Financial crises often involve amplification effects whereby adverse developments in financial markets and in the real economy mutually reinforce each other. The literature in macroeconomics has typically emphasized the following four elements to describe financial amplification effects: 1 First, individual agents face financial constraints that limit their economic activity, e.g. by constraining the amount of funds available for investment. Second, the aggregate level of economic activity affects the price of productive assets in the sector. Third, the price of productive assets determines the net worth of individual agents who own them. Fourth, net worth governs the tightness of their financial constraints by affecting the availability or price of external finance. This reduces economic activity further, which in turn depresses asset prices further and so on, leading to a self-reinforcing cycle of falling asset prices, deteriorating net worth, tightening financing conditions, and declining economic activity.
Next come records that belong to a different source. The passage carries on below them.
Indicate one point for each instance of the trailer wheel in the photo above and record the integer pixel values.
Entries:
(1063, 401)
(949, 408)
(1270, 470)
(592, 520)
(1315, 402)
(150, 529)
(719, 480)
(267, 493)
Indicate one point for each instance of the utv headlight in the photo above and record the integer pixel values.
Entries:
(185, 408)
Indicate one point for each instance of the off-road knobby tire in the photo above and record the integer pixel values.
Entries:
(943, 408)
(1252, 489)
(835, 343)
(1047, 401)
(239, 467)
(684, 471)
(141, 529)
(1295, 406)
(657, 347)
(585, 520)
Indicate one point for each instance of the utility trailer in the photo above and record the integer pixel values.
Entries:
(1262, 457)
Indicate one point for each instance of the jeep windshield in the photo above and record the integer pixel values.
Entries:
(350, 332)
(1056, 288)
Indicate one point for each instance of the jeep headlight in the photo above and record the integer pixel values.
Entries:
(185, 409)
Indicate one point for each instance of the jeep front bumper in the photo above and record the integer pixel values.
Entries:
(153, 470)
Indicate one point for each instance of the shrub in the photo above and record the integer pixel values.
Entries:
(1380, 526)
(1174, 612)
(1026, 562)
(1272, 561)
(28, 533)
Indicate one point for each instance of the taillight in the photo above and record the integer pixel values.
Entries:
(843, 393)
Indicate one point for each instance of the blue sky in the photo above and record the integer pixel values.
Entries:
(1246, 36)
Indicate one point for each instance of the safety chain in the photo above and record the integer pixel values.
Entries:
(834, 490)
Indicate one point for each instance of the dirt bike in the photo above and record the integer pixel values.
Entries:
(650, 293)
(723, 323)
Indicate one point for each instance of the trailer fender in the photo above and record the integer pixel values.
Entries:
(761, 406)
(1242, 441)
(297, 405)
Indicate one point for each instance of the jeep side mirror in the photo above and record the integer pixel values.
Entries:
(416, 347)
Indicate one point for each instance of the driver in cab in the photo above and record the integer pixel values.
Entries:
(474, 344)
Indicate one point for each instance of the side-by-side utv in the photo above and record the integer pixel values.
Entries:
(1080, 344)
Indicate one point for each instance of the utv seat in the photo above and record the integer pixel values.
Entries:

A shock to any of the four elements involved – financing capacity, economic activity, asset prices, or net worth – can trigger amplification effects when financing constraints are binding. For example, a negative shock to the net worth of financial institutions can trigger sharp declines in their financing capacity, their lending activity, the financial health of their borrowers and hence the value of their loan portfolio, and their net worth. 2 Financial crises entail large welfare costs and are therefore of great concern to both economists and policymakers. Every financial crisis – including the current subprime crisis – therefore brings up the question of whether exisiting regulations are sufficient or new regulations to limit risk-taking by financial market participants are desirable.
For government regulations to enhance social welfare, they must correct a market imperfection. In other words, if markets functioned well and rational market participants knowingly took on extensive risk, then crises would be a socially efficient outcome (see e.g. Allen and Gale, 1998), and government regulations to limit risk-taking would reduce social welfare.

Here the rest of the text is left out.